Well, if the decision has been made, it’s made. Time for everyone to move on, I think.
Two Peter Jacksons – there are only two Peter Jacksons…
Dambuster aficionados know full well that the scheduled remake of the 1955 film is in the (we hope safe) hands of Mr Peter Jackson, with the multi-talented Mr Stephen Fry providing the words. (Can he improve on the beautifully understated script of R C Sherriff?) But football fans know that there is another Peter Jackson closely associated with events in the so-called Bomber County. This is the bearded one’s namesake, the manager of Lincoln City FC, the mighty Imps, who have just finished a middling season by coming 15th in League Two (what in the old days we used to call the Fourth Division). And, it turns out, this Mr Jackson has recently returned to his post after a skirmish with throat cancer. We wish him well and hope the fans greet him with a blast of their favourite tune (you know – the Eric Coates one) on the first game of next season.
The bombsight used to break the Möhne Dam
I’ve only had this blog up and running for about a week, but I’ve noticed that I already get many more hits on it than on the companion site devoted to my book. So with that in mind, I thought that I would draw the attention of my blog readers to the remarkable picture of an original Dambusters bombsight which recently came into my attention. This is thought to be the only original wooden bombsight still in existence, and it was used by Plt Off John Fort, the bomb aimer in David Maltby’s crew. Some time in mid 1943 it was given by David to his father (my grandfather) Ettrick Maltby. The full story is told here.
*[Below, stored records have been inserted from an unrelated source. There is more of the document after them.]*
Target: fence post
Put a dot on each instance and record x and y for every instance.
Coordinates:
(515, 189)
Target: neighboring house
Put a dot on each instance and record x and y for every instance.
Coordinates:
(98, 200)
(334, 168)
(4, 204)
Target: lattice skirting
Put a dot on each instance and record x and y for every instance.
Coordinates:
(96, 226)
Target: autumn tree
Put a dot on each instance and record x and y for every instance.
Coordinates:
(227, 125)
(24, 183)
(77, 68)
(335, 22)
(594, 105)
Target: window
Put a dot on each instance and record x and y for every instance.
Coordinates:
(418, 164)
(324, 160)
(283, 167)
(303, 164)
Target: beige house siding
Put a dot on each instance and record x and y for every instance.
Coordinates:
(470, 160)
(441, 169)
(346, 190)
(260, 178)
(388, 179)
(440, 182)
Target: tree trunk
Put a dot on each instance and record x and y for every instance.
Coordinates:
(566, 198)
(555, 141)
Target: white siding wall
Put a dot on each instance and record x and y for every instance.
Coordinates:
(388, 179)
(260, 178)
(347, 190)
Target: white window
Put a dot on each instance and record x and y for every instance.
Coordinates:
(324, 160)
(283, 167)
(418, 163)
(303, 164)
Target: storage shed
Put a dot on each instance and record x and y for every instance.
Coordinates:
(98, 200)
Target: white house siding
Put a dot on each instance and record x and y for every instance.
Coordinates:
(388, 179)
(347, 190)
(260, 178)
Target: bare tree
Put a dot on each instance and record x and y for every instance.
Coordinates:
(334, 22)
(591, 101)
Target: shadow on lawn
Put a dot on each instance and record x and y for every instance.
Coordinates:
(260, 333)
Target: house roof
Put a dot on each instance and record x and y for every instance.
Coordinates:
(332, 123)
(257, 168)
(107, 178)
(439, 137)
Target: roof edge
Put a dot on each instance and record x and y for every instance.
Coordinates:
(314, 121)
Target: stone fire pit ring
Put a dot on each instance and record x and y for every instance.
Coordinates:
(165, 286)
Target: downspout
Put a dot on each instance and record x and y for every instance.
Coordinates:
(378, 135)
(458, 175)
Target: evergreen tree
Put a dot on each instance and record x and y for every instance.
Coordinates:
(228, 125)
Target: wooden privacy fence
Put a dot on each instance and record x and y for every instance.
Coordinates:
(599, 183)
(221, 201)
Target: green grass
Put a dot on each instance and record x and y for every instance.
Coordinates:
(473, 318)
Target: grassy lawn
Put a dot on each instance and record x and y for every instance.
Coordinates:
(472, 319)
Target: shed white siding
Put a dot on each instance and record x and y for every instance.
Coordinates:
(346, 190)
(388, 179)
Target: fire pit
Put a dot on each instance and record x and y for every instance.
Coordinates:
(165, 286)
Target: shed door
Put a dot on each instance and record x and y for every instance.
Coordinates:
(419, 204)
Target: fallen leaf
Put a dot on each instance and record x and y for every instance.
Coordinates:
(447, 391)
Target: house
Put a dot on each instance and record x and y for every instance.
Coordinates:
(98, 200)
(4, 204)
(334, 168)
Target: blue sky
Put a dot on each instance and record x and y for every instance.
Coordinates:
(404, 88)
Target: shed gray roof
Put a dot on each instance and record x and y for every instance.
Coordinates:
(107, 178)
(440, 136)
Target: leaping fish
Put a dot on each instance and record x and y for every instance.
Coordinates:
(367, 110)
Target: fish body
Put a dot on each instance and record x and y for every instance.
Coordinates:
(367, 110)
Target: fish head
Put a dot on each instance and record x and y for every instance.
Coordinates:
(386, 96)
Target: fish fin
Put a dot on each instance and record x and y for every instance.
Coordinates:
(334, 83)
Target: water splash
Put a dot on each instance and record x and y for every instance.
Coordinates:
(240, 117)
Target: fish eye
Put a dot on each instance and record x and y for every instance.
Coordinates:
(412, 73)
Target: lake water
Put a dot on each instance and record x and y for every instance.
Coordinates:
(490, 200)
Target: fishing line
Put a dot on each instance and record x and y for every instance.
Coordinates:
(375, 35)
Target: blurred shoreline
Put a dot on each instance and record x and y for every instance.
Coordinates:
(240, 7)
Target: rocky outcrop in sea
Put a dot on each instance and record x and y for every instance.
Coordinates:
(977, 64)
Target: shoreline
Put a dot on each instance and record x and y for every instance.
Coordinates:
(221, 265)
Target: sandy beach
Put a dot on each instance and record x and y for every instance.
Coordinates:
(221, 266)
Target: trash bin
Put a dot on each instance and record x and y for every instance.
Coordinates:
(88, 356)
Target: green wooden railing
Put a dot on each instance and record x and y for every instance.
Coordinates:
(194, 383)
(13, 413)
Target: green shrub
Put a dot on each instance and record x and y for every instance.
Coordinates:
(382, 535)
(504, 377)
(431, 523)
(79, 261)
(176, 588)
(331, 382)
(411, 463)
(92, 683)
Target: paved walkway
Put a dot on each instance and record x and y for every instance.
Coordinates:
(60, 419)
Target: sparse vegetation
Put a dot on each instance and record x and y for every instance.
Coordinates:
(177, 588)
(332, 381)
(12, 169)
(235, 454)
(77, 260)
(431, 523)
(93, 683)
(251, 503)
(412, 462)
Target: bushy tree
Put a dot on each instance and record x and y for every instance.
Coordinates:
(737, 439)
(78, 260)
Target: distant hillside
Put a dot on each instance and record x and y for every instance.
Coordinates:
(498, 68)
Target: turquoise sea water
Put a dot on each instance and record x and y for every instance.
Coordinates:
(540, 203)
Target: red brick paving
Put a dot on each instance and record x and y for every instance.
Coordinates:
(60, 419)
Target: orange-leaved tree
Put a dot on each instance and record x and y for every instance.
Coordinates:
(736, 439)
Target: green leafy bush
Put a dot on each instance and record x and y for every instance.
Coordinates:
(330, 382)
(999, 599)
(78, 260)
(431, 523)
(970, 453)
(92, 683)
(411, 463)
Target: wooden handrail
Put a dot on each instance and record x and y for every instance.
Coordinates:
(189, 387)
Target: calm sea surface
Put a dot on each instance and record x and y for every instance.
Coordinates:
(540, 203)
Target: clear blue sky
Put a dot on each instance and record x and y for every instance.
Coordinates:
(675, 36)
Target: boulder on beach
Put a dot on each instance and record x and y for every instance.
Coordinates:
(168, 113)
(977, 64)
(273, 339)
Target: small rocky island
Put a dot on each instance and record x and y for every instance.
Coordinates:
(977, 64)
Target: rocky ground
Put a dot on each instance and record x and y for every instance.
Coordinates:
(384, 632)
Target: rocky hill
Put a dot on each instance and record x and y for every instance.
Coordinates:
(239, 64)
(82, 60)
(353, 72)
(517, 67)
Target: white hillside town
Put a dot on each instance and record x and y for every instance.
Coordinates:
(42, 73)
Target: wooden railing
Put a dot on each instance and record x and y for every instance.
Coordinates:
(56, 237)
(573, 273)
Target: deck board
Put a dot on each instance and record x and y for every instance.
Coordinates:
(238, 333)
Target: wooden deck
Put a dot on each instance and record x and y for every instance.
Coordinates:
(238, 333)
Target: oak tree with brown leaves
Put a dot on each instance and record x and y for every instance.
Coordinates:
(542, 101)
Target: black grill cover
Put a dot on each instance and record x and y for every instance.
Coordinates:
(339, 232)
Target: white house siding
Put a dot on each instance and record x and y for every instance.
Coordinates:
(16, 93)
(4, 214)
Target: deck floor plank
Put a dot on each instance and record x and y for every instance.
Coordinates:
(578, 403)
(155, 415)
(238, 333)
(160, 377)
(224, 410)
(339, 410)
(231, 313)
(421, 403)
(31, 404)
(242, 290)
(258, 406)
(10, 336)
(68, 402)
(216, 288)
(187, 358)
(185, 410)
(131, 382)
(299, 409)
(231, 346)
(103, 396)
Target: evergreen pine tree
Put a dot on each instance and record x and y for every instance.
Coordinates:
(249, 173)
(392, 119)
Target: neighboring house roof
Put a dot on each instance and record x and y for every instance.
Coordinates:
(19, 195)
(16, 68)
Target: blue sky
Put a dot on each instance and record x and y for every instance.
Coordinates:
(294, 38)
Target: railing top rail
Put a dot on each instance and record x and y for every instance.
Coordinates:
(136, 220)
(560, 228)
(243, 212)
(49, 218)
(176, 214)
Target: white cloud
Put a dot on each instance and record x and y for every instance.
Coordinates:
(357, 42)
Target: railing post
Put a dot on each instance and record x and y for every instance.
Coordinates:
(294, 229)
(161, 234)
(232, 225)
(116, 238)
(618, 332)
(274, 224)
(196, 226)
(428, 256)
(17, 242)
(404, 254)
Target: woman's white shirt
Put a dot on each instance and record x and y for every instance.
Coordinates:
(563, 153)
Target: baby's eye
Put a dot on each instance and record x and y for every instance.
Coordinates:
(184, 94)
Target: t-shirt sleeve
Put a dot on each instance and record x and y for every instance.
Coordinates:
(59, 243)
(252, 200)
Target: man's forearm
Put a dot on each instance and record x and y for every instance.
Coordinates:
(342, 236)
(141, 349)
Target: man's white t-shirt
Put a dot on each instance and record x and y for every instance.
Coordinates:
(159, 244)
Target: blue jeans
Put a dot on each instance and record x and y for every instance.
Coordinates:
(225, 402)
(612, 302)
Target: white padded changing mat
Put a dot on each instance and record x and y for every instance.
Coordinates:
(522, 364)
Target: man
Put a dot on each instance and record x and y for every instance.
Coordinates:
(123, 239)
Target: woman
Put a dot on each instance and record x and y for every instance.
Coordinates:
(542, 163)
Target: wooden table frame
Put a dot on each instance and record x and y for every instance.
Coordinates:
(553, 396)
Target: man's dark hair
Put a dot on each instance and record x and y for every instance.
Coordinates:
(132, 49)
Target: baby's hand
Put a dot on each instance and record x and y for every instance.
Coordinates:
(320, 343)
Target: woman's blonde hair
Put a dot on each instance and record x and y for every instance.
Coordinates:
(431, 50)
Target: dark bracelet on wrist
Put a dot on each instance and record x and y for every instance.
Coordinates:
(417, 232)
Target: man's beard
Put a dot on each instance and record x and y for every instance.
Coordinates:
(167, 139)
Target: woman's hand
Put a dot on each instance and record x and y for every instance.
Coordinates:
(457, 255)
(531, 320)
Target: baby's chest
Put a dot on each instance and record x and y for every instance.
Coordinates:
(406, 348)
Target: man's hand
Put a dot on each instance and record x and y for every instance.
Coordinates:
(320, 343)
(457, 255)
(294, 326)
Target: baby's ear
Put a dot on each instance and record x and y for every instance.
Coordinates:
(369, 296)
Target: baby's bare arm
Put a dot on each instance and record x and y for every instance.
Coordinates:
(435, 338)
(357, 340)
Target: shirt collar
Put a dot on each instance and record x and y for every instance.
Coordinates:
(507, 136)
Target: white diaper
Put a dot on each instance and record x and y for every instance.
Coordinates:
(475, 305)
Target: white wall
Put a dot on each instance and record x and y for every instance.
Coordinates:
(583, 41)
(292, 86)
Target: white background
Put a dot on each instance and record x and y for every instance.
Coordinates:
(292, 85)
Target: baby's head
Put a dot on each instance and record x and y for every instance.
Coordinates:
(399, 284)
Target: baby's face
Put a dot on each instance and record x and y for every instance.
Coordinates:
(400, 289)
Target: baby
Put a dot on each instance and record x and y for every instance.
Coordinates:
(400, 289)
There has been a certain amount of scepticism as to whether any of the 617 Squadron bomb aimers actually used the bombsight (devised by Wg Cdr Dann) on the Dams Raid (Operation Chastise). Some of them certainly preferred their own makeshift sights and used chinagraph marks and tape on their Perspex blisters. But this artifact would seem to prove that at least one bomb aimer used the type that later became famous through the 1955 film. And he was the one that dropped the bomb which finally broke the Möhne Dam!
Wartime newsreels
This has been on Youtube for several months, but there may be people who haven’t seen it.
It is a compilation of two newsreels from 1943 and one from 1955. The first two show King George VI and the Queen visiting 617 Squadron at RAF Scampton after the Dams Raid. The second shows the aircrew who were decorated for their part in the raid, outside Buckingham Palace after receiving their medals.
The postwar section shows original aircrew mingling with actors and people from the film industry at a reception to mark the premiere of the 1955 film.